Ancak unutulmamalıdır ki, hepsinde yönetici erkin danıştığı, karar alırken başvurduğu bir divan, meclis benzeri bir yapı söz konusuydu. Özel durumlar hariç istişare mekanizmasının en üst seviyede çalıştığı, ancak kararın bu meşveret sonucunda tek elden çıktığı bir sistem sayesinde bu başarılar elde edilmiştir. Yüce kitabımız Kur’ân-ı Kerim’de Allah, Peygamberimiz Hz.Muhammed’e(s.a.v) istişareyi emretmiş, ayrıca işlerini istişare ile yapan toplulukları medhu sena ile övmüştür. “Yine onlar, Rablerinin davetine icabet ederler ve namazı kılarlar. Onların işleri, aralarında danışma iledir. Kendilerine verdiğimiz rızıktan da harcarlar..” (Şura Suresi: 38.)[9]

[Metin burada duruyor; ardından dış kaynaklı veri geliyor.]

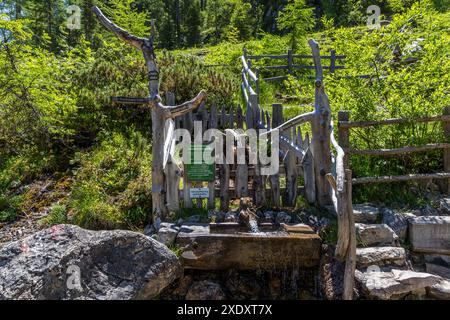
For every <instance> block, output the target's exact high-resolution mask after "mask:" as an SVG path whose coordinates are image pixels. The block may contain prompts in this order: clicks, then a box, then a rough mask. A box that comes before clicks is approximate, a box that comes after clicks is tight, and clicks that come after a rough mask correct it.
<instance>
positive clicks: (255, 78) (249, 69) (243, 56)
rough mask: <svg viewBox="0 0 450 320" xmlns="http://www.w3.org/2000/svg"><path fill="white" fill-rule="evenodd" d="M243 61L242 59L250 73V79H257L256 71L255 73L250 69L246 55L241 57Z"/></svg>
mask: <svg viewBox="0 0 450 320" xmlns="http://www.w3.org/2000/svg"><path fill="white" fill-rule="evenodd" d="M241 61H242V66H243V68H244V71H245V72H246V73H247V74H248V76H249V77H250V79H252V80H253V81H256V80H257V79H258V78H257V77H256V75H255V73H253V71H252V70H250V68H249V66H248V64H247V61H246V60H245V57H244V56H242V57H241Z"/></svg>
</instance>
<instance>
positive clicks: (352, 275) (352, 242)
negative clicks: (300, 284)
mask: <svg viewBox="0 0 450 320" xmlns="http://www.w3.org/2000/svg"><path fill="white" fill-rule="evenodd" d="M345 178H346V186H345V189H346V192H347V201H346V202H347V217H348V222H349V235H348V236H349V245H348V249H347V257H346V262H345V273H344V293H343V296H342V299H343V300H352V299H353V288H354V286H355V269H356V231H355V220H354V217H353V203H352V202H353V200H352V199H353V197H352V171H351V170H349V169H347V170H345Z"/></svg>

İlk cümlemizde de belirttiğimiz gibi, bizi kendi değerlerimizin yönlendirmesi daha faydalı olacaktır. Binlerce yıllık devlet ve sistem kurma geleneğine sahip bir milletin evlatları olarak tarihsel geçmişimize ve köklerimize uyan, kolaylıkla uyum sağlayabileceğimiz bir yapıyı kurmak, ülke olarak vazifemiz, millet olarak ta bunu desteklemenin görevimiz olduğu kanaatindeyim. Böyle bir yapıyı kurmaya çalışırken, geçmişten-günümüze başarılı olan yapılardan istifade ederek onların olumlu yanlarından faydalanmanın da hiçbir olumsuz tarafı olmadığı kanaatindeyim.

Yapılacak düzenlemelerin milletimize hayırlar getirmesini, üstün başarılara vesile olmasını diliyorum.